Tuning the phototherapeutic activity of Pt(iv) complexes for bladder cancer via modification of trans N-heterocyclic ligands

Abstract

Bladder cancer is a common cancer globally that suffers from expensive treatment, drug and hypoxia resistance, and high recurrence rate. A series of six novel diazido Pt(IV) complexes with the general formula trans, trans, trans-[Pt(N₃)₂(OH)₂(L)₂] and various equatorial N-heterocyclic amine ligands (L = pyridines: 1 and 3–6; or imidazole: 2) have been synthesised and characterised, including their X-ray crystal structures, and their photoactivation investigated. The L-substituents modify the photocytotoxicity of these complexes towards bladder cancer cells significantly. In general, strong electron-withdrawing substituents result in higher photocytotoxicity compared to unsubstituted trans, trans, trans-[Pt(N₃)₂(OH)₂(py)₂] (FM190) and enhanced photocytotoxicity under hypoxia than normoxia, but higher dark cytotoxicity as well. Among them, the nitroimidazole complex 2, trans, trans, trans-[Pt(N₃)₂(OH)₂(1-methyl-5-nitroimidazole)₂], exhibits low dark cytotoxicity and promising photocytotoxicity with blue-light irradiation IC₅₀ values < 5 μM towards a series of bladder cancer cell lines under both normoxia and hypoxia.
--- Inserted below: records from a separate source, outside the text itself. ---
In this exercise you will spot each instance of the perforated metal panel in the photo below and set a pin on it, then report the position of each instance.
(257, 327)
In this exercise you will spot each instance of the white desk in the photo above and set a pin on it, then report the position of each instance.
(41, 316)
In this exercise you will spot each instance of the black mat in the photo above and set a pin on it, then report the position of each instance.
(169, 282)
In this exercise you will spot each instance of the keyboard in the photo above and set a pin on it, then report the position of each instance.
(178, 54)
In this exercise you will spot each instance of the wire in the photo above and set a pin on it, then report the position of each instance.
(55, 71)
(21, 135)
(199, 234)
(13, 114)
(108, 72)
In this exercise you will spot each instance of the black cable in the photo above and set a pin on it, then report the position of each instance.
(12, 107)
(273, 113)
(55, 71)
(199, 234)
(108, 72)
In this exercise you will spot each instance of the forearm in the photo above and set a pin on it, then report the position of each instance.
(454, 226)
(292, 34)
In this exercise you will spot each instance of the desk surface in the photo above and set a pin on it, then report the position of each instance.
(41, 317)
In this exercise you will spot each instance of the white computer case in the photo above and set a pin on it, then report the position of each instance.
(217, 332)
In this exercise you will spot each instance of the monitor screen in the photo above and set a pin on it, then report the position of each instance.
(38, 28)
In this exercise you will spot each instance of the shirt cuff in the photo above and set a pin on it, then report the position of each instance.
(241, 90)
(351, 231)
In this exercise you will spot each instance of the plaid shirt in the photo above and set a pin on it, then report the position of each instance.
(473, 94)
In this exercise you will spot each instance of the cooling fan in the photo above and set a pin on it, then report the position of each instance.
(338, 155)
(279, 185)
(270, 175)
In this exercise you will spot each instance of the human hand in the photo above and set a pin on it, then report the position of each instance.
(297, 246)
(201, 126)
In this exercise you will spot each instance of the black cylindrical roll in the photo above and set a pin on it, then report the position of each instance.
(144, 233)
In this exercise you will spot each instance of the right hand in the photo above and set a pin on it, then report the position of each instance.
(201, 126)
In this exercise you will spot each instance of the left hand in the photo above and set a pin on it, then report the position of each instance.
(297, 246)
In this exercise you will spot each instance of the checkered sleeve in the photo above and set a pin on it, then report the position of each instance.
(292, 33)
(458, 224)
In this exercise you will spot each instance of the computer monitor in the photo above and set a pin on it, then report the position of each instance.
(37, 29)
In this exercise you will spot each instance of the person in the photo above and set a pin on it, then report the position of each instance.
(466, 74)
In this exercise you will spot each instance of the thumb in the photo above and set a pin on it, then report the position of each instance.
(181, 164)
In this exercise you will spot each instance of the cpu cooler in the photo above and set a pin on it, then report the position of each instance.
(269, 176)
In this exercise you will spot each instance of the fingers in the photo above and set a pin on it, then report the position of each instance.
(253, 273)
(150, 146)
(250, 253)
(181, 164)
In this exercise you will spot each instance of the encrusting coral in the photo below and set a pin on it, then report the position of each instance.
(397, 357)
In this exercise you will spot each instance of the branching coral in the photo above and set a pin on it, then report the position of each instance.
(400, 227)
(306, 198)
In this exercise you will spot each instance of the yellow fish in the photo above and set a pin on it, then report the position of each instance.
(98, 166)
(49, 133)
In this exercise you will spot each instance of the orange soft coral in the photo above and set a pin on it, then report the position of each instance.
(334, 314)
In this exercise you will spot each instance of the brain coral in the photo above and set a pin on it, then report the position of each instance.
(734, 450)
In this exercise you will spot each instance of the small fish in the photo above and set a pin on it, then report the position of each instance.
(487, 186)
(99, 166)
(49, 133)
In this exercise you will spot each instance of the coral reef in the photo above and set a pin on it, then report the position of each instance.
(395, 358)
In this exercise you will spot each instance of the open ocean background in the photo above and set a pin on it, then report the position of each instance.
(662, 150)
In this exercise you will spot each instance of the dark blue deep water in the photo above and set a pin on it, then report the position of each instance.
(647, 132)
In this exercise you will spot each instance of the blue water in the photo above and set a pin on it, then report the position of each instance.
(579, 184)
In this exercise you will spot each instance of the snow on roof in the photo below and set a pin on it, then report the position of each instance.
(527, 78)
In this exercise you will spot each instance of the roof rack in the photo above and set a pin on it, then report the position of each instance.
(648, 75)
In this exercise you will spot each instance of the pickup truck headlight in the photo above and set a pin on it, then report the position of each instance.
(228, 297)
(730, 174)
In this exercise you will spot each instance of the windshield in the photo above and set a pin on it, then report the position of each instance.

Notably, its green-light photocytotoxicity was significantly enhanced (>15×) under hypoxia compared to normoxia. Low cytotoxicity (IC₅₀ 14.4–100 μM) was observed towards normal bladder cells, even upon irradiation. Although photoinduced ROS generation, apoptosis and lipid peroxidation were observed for 2 under normoxia rather than hypoxia, high nuclear Pt accumulation, increased photoactivation in the medium, significantly enhanced cellular Pt accumulation and mitochondrial membrane potential changes upon irradiation under hypoxia were observed. These results suggest different mechanisms of action for 2 under normoxia and hypoxia. In addition, 2 exhibited high liver microsomal dark stability and photo-enhanced Pt accumulation in rat bladder. Based on these results, complex 2 is a promising candidate for phototherapeutic bladder cancer treatment.